Re: [PATCH RFC] mm: compaction: avoid migrating non-cma pages to a cma area

From: Roman Gushchin
Date: Fri Apr 17 2020 - 15:21:44 EST


On Fri, Apr 17, 2020 at 10:37:14AM +0200, Vlastimil Babka wrote:
> On 4/14/20 5:42 PM, Roman Gushchin wrote:
> > On Tue, Apr 14, 2020 at 01:49:45PM +0200, Vlastimil Babka wrote:
> >
> > Hello, Vlastimil!
> >
> > Thank you for looking into it.
> >
> >> Hm I think I'd rather make such pages really unmovable (by a pin?) than deny the
> >> whole CMA area to compaction. Would it be feasible?
> >
> > Well, it's an option too, however I'm not sure it's the best one.
> > First, because these pages can be moved quite often, making
> > them completely unmovable will make the compaction less efficient.
> > Second, because it's not only about these pages, but in general
> > about migrating pages into a cma area without a clear need.
> >
> > As I wrote in the commit log, if a cma area is located close to end
> > of a node (which seems to be default at least on x86 without a movable
> > zone), compaction can fill it quite aggressively. And it might bring
> > some hot pages (e.g. executable pagecache pages), which will cause
> > cma allocation failures. I've seen something like this in our prod.
>
> Hmm, I see.
>
> >>
> >> > Compaction moves them to the hugetlb_cma area, and then sometimes
> >> > the cma allocator fails to move them back from the cma area. It
> >> > results in failures of gigantic hugepages allocations.
> >> >
> >> > Also in general cma areas are reserved close to the end of a zone,
> >> > and it's where compaction tries to migrate pages. It means
> >> > compaction will aggressively fill cma areas, which makes not much
> >> > sense.
> >>
> >> So now the free page scanner will have to skip those areas, which is not much
> >> effective. But I suspect a worse problem in __compaction_suitable() which will
> >> now falsely report that there are enough free pages, so compaction will start
> >> but fail to do anytning. Minimally the __zone_watermark_ok() check there would
> >> have to lose ALLOC_CMA, but there might be other similar checks that would need
> >> adjusting.
> >
> > A really good point! I've looked around for any other checks, but haven't found
> > anything. Please, find an updated version of the patch below.
>
> Technically there's also __isolate_free_page() using ALLOC_CMA for watermark
> check, but it's shared by compaction and alloc_contig_range(), so we can't just
> remove ALLOC_CMA from there. It's probably not worth to complicate it though. If
> we pass compaction_suitable() without ALLOC_CMA and then reach
> __isolate_free_page() and meanwhile watermarks changed so we wouldn't pass
> without ALLOC_CMA anymore, it should be rare hopefully and not cause us deplete
> non-CMA free pages too badly.
>
> But I've only now also realized how dynamic setting cc->cma is. So in case a
> zone consists mostly of CMA blocks, removing ALLOC_CMA in
> __compaction_suitable() would be actually wrong and prevent compaction from
> doing any work? Sigh. Any idea about that?
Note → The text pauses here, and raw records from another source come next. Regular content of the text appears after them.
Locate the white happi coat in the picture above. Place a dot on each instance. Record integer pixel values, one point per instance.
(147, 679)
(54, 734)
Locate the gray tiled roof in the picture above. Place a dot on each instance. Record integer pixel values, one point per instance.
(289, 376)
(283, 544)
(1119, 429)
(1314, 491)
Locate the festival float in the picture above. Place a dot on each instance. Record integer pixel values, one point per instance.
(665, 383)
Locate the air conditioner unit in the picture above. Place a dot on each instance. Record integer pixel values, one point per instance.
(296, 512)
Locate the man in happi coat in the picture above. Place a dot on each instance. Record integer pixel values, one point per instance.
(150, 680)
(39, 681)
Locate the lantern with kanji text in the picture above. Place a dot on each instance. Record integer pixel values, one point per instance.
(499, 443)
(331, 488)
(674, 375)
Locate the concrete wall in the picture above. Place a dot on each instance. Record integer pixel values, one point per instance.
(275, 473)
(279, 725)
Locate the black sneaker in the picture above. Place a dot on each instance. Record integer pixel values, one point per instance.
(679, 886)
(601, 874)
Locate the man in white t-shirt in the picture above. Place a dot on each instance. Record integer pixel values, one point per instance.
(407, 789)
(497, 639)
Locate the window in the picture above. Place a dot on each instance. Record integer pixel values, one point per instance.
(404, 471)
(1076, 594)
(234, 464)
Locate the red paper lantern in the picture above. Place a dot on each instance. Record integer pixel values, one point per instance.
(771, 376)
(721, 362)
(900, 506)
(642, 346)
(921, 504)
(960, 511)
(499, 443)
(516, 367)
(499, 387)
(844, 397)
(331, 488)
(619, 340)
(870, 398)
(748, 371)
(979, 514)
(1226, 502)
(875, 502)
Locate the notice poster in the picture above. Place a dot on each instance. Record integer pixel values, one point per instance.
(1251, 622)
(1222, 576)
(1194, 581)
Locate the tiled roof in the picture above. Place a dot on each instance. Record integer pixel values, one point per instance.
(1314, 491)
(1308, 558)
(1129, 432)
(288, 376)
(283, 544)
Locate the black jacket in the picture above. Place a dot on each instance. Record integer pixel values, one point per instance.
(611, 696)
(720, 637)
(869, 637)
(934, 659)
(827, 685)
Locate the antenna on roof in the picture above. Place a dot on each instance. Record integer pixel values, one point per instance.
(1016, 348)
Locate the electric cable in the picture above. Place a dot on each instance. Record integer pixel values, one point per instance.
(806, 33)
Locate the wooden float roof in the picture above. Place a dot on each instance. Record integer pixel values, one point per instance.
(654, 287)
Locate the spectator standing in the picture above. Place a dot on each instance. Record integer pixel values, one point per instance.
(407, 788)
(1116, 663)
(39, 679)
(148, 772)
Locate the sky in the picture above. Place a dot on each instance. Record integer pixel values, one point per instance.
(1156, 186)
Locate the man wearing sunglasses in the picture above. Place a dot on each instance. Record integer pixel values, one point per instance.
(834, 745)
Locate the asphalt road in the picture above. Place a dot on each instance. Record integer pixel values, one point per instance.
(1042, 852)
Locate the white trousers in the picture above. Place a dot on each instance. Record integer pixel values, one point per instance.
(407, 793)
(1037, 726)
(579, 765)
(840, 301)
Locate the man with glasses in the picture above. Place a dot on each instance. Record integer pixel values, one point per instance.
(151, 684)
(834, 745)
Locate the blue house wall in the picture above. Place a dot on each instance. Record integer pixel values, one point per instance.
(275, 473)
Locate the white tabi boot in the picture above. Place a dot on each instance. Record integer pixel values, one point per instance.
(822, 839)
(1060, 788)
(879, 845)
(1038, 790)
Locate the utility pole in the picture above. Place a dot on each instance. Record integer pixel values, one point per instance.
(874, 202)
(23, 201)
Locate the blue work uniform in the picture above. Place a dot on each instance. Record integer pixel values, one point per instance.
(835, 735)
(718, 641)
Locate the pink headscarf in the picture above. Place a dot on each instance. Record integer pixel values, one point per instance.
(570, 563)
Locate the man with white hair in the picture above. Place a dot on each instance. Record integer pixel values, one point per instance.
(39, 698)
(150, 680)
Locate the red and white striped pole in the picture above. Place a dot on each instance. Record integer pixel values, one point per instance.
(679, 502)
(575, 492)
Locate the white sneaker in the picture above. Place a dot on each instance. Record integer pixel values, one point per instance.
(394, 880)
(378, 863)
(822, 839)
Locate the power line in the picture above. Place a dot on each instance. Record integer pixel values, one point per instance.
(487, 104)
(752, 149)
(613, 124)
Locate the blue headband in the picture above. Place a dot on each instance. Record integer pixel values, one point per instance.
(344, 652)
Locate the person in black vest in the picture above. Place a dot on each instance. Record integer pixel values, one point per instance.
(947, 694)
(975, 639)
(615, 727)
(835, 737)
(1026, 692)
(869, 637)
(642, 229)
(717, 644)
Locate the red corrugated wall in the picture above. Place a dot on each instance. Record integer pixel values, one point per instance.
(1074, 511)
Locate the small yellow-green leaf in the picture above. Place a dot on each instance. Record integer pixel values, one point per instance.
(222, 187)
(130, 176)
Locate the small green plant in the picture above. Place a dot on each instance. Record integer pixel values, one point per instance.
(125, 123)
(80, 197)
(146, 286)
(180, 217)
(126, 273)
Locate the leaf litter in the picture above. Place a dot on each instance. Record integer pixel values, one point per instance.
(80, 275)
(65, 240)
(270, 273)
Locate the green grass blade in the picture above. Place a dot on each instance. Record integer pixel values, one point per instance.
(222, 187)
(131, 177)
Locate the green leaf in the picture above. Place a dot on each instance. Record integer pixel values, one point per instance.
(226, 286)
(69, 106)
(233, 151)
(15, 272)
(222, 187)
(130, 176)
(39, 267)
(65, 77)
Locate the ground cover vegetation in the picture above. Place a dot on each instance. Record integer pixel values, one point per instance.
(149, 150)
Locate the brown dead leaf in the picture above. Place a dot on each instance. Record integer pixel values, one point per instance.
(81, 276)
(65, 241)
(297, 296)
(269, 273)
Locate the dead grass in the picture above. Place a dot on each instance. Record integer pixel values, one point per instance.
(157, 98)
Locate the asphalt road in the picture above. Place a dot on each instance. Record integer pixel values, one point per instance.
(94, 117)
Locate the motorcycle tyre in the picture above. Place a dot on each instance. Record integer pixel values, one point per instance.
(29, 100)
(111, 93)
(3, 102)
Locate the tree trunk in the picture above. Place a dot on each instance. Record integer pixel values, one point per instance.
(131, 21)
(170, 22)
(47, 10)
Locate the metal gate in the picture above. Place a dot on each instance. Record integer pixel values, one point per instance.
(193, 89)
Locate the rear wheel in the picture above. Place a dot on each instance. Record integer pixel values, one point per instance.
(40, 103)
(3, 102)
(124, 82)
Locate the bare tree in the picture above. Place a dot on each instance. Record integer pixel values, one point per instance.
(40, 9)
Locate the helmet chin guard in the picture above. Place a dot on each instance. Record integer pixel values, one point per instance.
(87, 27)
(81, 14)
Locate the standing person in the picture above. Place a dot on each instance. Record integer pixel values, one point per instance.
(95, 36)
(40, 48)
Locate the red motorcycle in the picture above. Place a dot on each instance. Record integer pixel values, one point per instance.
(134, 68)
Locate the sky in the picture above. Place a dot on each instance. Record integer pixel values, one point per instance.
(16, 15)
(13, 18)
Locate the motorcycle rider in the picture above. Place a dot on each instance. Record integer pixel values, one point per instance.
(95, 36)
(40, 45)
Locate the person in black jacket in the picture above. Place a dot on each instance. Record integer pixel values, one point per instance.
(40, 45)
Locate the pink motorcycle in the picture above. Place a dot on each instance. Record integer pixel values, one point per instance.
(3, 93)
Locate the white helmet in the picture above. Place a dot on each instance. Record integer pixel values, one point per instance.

Hm, idk, is it a realistic setup? Looks like it depends significantly on
the exact usecase.

Another option is to move the cma area closer to the beginning of a zone.

>
> >>
> >> And long-term what happens if the "CMA using ZONE_MOVABLE" approach is merged
> >> and there are not more CMA migratetypes to test? Might this change actually also
> >> avoid your issue, as said pages without __GFP_MOVABLE won't end up in a
> >> ZONE_MOVABLE?
> >
> > Yeah, this is what I was thinking about. Basically I want to mimic this behavior
> > right now. Once this approach will be implemented and merged, it will happen
> > automatically: obviously, compaction won't move pages between different zones.

After the second thought it's not so obvious: CMA would need to migrate pages
(data) between zones, right? It might bring some other complications.

>
> That will be much better. Can't wait, then :)

Yeah, if it will happen soon-ish, we can just wait. I just don't know
how hard it is and how many edge cases are there to be figured out first.

Do you think that it's better to wait and do not merge this patch upstream?

Thanks!